Mortgage experts believe another rate cut before the end of the year is now more likely after the economy came to a standstill in July.
Estimates from the Office for National Statistics suggest that gross domestic product (GDP), the value of goods and services produced in Britain, showed no growth in July after also leveling off in June.
It means that GDP is estimated to have grown by 0.5% in the three months to July 2024, compared to the three months to April 2024.
This lack of growth came as a surprise; the expectation was that the British economy would have received a boost by the following July Labour’s landslide victory at the general election and events such as the European Championships and the Olympic Games.
But it could also mean that Bank of England decision-makers will have to take action in the form of a rate cut. With the next decision due next week – on Thursday, September 19 – some believe a reduction is imminent.
Alice Haine, personal finance analyst at Bestinvest by Evelyn Partners, said: “Consumers and businesses may now be hoping that the subdued GDP figures may prompt the Bank of England to press ahead with a new interest rate reduction.
“The quarter-point interest rate cut early last month is already trickling down to personal finance products, as mortgage rates have fallen and key savings deals have peaked.
“Those struggling with heavy debts or high home loan repayments will now be hoping for another cut sooner rather than later.”
She added: “The BoE has signaled its willingness to cut rates again, but insists it must carefully assess domestic price pressures before taking another step.
“Many economists had expected the BoE to delay a second rate cut until later this year, but two months of stagnant growth could trigger a change of course.”
Haine is not the only one predicting an interest rate cut.
Anita Wright, an independent financial advisor at Bolton James spoke to the Newspage office. She said flat GDP was a “clear signal” that the UK economy was stagnating.
“The Bank of England has walked a fine line between controlling inflation and avoiding a recession,” she continued.
“With growth at a standstill and consumer confidence shaky, [the Bank of England] is facing increasing pressure to rethink its approach. Inflation may still be a pressing concern, but the narrative is shifting, and stagnant growth can no longer be ignored. The Bank of England may be forced to revise its position sooner rather than later, especially if further economic weakness creeps in in the coming months.
“While inflation has dominated policy decisions, the BoE cannot afford to let a recession take hold in the background. If growth stalls, a rate cut before the end of the year could become a necessary tool to build momentum. It is no longer a question of whether they will cut the base rate: it is a question of how quickly they will pull the trigger.”
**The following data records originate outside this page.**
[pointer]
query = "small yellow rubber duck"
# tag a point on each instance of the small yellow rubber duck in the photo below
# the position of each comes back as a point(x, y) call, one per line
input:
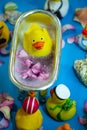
point(37, 41)
point(59, 105)
point(4, 34)
point(29, 116)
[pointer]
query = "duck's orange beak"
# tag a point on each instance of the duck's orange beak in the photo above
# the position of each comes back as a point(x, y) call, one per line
point(38, 45)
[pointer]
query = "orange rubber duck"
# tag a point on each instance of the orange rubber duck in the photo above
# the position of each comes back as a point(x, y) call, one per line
point(64, 127)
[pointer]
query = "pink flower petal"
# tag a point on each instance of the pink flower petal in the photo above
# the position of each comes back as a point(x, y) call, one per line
point(85, 107)
point(67, 27)
point(83, 121)
point(24, 75)
point(70, 40)
point(43, 75)
point(4, 51)
point(28, 62)
point(63, 43)
point(22, 54)
point(4, 123)
point(1, 62)
point(36, 68)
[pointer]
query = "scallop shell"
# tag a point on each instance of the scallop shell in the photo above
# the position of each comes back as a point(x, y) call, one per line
point(80, 67)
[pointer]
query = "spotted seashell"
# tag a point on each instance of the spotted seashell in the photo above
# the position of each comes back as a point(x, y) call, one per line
point(80, 67)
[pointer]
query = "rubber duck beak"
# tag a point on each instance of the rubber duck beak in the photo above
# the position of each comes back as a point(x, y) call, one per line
point(38, 45)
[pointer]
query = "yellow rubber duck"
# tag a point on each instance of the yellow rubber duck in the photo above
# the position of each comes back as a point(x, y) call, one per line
point(4, 34)
point(29, 117)
point(37, 41)
point(59, 105)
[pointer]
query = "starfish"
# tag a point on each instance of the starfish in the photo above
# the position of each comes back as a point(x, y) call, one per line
point(81, 16)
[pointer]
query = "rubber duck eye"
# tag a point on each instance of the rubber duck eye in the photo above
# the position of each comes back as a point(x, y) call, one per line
point(33, 40)
point(42, 38)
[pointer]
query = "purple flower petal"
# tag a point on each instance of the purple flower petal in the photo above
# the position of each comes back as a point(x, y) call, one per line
point(85, 107)
point(36, 68)
point(63, 43)
point(4, 123)
point(4, 51)
point(1, 62)
point(22, 54)
point(28, 62)
point(82, 121)
point(43, 75)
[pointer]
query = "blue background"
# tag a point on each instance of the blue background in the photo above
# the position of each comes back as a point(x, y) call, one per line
point(69, 54)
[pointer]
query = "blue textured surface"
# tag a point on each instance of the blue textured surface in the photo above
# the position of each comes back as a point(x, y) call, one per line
point(69, 54)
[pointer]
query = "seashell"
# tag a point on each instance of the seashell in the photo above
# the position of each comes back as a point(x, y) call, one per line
point(80, 67)
point(10, 6)
point(12, 16)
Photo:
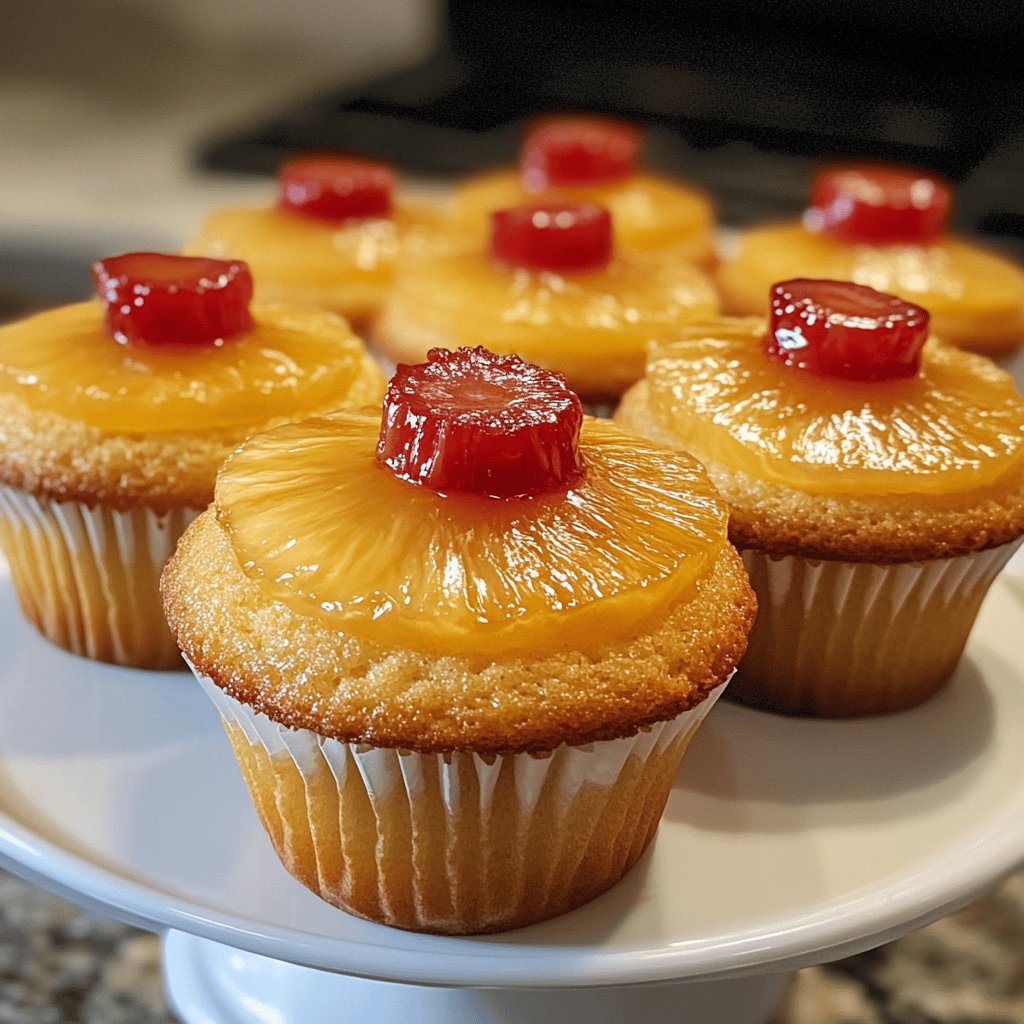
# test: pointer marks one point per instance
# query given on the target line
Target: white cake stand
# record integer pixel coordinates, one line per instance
(785, 843)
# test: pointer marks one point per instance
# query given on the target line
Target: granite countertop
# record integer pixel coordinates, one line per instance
(59, 964)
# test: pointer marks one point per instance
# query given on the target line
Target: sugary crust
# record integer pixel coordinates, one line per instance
(51, 456)
(302, 674)
(883, 529)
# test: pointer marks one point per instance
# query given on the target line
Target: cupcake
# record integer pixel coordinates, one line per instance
(551, 286)
(331, 241)
(460, 651)
(594, 160)
(885, 227)
(876, 481)
(115, 416)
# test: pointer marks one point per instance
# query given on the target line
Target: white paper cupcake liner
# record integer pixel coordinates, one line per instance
(456, 843)
(87, 577)
(842, 639)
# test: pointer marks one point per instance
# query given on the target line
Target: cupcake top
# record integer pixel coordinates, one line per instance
(97, 395)
(484, 570)
(840, 431)
(551, 284)
(331, 240)
(886, 227)
(595, 160)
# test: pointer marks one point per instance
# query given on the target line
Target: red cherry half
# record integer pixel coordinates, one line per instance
(838, 329)
(162, 299)
(560, 237)
(472, 422)
(579, 152)
(876, 204)
(335, 188)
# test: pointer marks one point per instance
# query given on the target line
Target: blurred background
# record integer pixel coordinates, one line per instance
(123, 121)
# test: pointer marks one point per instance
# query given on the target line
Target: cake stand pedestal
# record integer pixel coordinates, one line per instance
(784, 843)
(207, 981)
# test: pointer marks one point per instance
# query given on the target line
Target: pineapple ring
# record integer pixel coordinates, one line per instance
(958, 425)
(647, 212)
(330, 531)
(62, 361)
(604, 314)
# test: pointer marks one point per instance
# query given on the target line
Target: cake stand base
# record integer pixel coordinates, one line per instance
(211, 983)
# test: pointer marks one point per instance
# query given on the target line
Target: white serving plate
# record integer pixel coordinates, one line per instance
(785, 841)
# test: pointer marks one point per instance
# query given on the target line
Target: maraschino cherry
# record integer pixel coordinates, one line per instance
(472, 422)
(579, 152)
(335, 188)
(872, 204)
(841, 330)
(162, 299)
(565, 238)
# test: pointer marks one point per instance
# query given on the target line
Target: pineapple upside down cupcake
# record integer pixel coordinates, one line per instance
(552, 287)
(460, 652)
(877, 487)
(885, 227)
(115, 418)
(595, 160)
(330, 243)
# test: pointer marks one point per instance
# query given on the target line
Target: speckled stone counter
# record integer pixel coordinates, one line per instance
(58, 964)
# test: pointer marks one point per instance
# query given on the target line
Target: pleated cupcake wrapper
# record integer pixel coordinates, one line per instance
(841, 639)
(459, 842)
(87, 577)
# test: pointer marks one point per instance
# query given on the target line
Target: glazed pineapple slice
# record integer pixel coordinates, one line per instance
(559, 547)
(593, 160)
(605, 309)
(927, 422)
(175, 349)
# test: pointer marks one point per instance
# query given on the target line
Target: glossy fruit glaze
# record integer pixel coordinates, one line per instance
(472, 422)
(306, 253)
(952, 280)
(841, 330)
(160, 299)
(324, 526)
(954, 427)
(608, 313)
(335, 188)
(64, 361)
(879, 204)
(566, 238)
(572, 152)
(648, 212)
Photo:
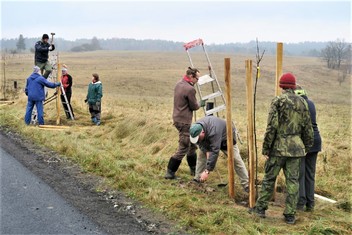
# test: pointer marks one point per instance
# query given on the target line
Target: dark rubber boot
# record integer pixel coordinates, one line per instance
(192, 162)
(46, 74)
(172, 168)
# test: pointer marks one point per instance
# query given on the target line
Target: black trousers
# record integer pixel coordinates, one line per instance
(307, 180)
(68, 96)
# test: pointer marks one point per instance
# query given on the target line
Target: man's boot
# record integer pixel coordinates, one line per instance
(192, 162)
(172, 167)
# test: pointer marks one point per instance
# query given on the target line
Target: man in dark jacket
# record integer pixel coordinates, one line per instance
(288, 137)
(41, 55)
(36, 95)
(185, 102)
(66, 81)
(94, 95)
(211, 136)
(308, 163)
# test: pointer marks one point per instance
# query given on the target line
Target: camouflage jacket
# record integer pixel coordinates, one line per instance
(289, 132)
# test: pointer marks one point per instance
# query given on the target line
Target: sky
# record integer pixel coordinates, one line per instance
(216, 22)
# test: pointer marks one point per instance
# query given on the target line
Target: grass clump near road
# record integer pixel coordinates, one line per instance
(131, 148)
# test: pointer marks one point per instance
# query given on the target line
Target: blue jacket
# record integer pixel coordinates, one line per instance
(35, 87)
(95, 92)
(215, 138)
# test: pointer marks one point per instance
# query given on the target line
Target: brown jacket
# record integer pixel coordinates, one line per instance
(185, 102)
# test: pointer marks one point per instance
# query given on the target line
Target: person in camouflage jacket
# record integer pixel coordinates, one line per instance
(288, 137)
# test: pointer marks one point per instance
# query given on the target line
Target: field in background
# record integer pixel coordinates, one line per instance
(132, 147)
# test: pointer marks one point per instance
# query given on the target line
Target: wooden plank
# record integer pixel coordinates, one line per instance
(279, 59)
(250, 132)
(58, 90)
(230, 156)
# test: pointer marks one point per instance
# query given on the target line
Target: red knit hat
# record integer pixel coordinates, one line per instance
(287, 81)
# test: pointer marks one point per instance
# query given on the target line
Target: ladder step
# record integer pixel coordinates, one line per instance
(215, 110)
(205, 79)
(212, 96)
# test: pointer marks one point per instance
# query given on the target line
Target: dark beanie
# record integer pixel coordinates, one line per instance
(288, 81)
(45, 36)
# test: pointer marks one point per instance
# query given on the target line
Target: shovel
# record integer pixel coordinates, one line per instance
(222, 183)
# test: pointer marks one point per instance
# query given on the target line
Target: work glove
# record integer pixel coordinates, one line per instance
(202, 103)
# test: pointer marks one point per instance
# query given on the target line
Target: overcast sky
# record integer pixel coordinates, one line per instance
(213, 21)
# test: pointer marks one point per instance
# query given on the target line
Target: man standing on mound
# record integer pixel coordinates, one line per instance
(185, 102)
(41, 55)
(36, 95)
(95, 93)
(288, 137)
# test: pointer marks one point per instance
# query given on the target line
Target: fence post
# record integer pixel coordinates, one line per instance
(230, 156)
(250, 132)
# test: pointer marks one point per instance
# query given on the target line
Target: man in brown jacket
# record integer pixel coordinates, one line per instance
(185, 102)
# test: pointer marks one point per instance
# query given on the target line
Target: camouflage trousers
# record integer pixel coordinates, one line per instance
(273, 165)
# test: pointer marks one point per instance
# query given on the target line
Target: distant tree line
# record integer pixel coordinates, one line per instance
(93, 46)
(338, 56)
(300, 49)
What does this mean for your mortgage?
Mortgage rates continue to fall, with Barclays and Halifax among the lenders to have made price cuts since we published. update on the fixed rate mortgage cuts earlier this week.
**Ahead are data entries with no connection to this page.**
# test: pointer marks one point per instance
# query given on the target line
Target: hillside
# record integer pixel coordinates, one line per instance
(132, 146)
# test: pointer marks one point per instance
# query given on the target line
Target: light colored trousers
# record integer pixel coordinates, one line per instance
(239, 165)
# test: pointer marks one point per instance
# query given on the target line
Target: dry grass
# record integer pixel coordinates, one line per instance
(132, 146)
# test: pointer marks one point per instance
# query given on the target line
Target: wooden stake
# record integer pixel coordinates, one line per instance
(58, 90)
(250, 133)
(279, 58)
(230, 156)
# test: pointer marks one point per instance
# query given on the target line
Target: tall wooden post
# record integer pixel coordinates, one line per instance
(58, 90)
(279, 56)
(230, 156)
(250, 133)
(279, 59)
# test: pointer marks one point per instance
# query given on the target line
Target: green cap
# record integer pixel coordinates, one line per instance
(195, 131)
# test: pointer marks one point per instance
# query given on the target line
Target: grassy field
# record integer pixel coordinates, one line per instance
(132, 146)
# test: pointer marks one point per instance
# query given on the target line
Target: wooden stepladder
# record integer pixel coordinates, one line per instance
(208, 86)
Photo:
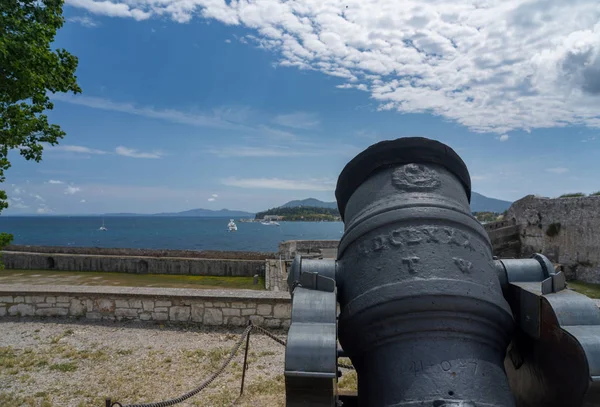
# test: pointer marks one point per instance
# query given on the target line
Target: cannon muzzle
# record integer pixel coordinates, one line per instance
(426, 312)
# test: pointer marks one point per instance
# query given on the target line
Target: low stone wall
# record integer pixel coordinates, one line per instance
(207, 307)
(102, 251)
(132, 264)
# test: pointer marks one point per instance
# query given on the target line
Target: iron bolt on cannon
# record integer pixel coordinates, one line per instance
(427, 315)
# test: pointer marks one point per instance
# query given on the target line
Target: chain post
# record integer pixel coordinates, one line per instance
(245, 366)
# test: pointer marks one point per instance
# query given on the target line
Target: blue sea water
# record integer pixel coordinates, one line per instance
(154, 232)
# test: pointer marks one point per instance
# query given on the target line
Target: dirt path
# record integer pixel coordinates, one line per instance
(47, 364)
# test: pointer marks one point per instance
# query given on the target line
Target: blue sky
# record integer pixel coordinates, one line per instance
(247, 105)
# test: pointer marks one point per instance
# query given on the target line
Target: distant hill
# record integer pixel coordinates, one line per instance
(479, 203)
(195, 213)
(310, 202)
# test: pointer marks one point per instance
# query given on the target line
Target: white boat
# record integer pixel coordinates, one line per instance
(232, 226)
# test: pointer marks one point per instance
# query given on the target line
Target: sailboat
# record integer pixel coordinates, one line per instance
(232, 226)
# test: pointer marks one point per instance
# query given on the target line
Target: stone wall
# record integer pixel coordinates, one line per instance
(109, 251)
(205, 307)
(132, 264)
(566, 230)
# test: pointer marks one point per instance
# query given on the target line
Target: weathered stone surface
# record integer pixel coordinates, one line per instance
(105, 305)
(135, 303)
(282, 310)
(256, 319)
(24, 310)
(122, 303)
(160, 316)
(51, 312)
(236, 321)
(272, 323)
(180, 314)
(264, 309)
(126, 312)
(197, 312)
(148, 305)
(213, 316)
(76, 307)
(228, 312)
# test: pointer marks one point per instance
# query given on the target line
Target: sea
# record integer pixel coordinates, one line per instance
(153, 232)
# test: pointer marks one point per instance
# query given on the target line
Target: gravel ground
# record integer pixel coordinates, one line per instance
(73, 364)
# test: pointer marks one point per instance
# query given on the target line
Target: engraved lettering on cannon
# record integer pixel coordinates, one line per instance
(415, 177)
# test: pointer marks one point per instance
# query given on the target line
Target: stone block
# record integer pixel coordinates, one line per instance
(24, 310)
(236, 321)
(135, 303)
(52, 312)
(228, 312)
(160, 316)
(264, 309)
(180, 314)
(282, 310)
(272, 323)
(197, 312)
(121, 303)
(213, 316)
(257, 320)
(126, 312)
(76, 307)
(93, 315)
(105, 305)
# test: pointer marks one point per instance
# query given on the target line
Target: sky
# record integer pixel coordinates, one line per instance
(249, 104)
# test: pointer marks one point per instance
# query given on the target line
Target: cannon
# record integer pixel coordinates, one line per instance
(421, 307)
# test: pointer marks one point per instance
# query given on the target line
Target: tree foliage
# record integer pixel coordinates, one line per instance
(29, 70)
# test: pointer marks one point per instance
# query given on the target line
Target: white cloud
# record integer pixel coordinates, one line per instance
(283, 184)
(84, 21)
(76, 149)
(558, 170)
(71, 190)
(491, 65)
(297, 120)
(129, 152)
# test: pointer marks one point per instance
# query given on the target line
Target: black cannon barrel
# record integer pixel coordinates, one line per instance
(423, 317)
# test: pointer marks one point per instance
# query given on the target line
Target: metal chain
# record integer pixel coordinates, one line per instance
(203, 385)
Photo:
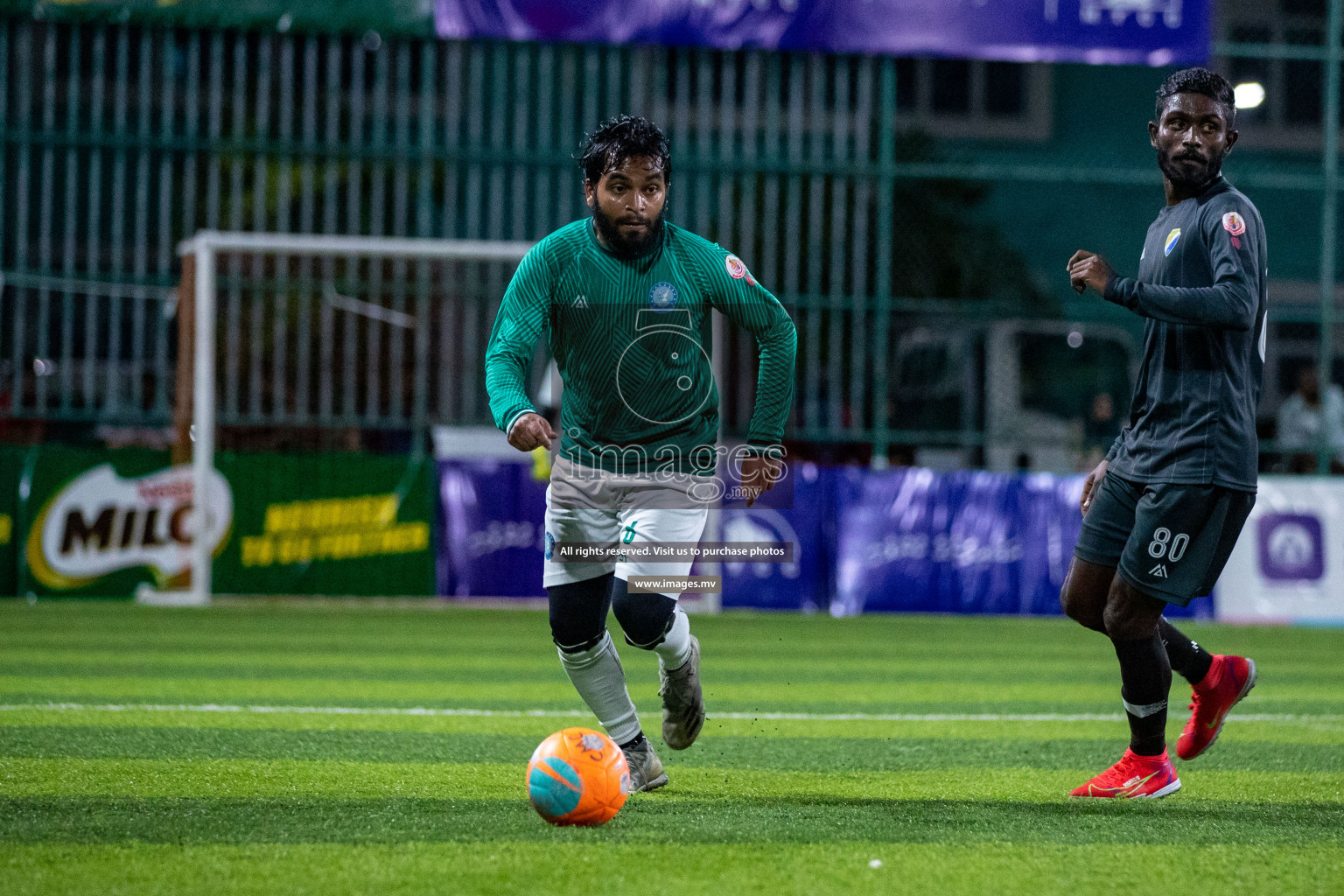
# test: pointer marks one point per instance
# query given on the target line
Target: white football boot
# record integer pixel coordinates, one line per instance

This, combined with another rate cut by the Bank of England, will obviously be good news for borrowers.
But the flat GDP is a sign that the struggle over the cost of living for households continues. And brokers warn that people getting rid of historically low mortgage rates should still prepare for a big price increase if they refinance.
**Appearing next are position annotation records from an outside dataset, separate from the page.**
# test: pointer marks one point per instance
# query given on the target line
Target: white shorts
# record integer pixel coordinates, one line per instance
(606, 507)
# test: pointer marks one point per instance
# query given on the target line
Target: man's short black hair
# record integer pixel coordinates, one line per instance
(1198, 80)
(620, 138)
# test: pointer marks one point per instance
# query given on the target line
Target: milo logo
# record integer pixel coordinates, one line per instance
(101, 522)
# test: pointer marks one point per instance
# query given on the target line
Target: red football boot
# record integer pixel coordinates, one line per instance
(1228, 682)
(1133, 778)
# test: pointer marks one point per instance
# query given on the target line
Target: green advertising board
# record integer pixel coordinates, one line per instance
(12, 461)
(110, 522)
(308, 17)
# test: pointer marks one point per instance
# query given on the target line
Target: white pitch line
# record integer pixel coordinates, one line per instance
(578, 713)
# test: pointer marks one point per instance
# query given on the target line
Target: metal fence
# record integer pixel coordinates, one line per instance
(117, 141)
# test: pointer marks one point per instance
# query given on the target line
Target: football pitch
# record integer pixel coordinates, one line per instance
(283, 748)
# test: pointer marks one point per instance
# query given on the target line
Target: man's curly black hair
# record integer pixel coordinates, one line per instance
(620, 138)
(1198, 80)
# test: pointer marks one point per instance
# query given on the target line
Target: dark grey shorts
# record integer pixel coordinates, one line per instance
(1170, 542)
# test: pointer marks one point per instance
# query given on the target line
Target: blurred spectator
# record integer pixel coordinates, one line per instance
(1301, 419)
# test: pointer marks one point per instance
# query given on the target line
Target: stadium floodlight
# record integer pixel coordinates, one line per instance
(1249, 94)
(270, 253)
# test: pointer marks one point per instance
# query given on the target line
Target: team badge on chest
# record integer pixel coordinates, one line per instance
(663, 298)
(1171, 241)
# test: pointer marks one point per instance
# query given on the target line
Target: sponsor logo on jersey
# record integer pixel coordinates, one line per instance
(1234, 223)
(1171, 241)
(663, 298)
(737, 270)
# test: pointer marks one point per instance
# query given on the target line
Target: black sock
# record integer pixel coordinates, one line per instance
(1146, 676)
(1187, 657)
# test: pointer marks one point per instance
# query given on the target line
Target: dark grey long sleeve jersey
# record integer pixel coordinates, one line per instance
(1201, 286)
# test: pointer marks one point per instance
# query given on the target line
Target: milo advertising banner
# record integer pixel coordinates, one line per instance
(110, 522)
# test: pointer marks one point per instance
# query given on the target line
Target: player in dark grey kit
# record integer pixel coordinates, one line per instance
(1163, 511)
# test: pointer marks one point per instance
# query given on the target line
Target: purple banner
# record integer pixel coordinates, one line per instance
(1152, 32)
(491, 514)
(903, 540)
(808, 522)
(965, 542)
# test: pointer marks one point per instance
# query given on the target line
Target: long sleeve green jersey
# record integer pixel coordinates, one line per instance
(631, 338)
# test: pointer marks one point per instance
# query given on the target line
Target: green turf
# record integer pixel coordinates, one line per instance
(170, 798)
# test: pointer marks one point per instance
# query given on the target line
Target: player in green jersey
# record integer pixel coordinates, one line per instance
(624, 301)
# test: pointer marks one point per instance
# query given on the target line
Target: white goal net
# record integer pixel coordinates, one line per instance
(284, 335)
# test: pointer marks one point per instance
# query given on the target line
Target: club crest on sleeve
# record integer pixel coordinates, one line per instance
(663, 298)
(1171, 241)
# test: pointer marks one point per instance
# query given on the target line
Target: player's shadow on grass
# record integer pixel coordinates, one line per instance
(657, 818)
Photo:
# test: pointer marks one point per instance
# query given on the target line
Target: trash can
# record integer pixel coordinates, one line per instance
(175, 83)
Emma Jones, director of Whenthebanksaysno.co.uk also speaking via Newspage said: “An interest rate cut is urgently needed because of this GDP data. Let’s hope the Bank of England cuts again before the end of the year. It’s a clear sign that people are struggling, so a rate cut will ease the pain for many.
“The next six months will still be very painful for more borrowers coming off long-term fixed deals with ultra-low interest rates.”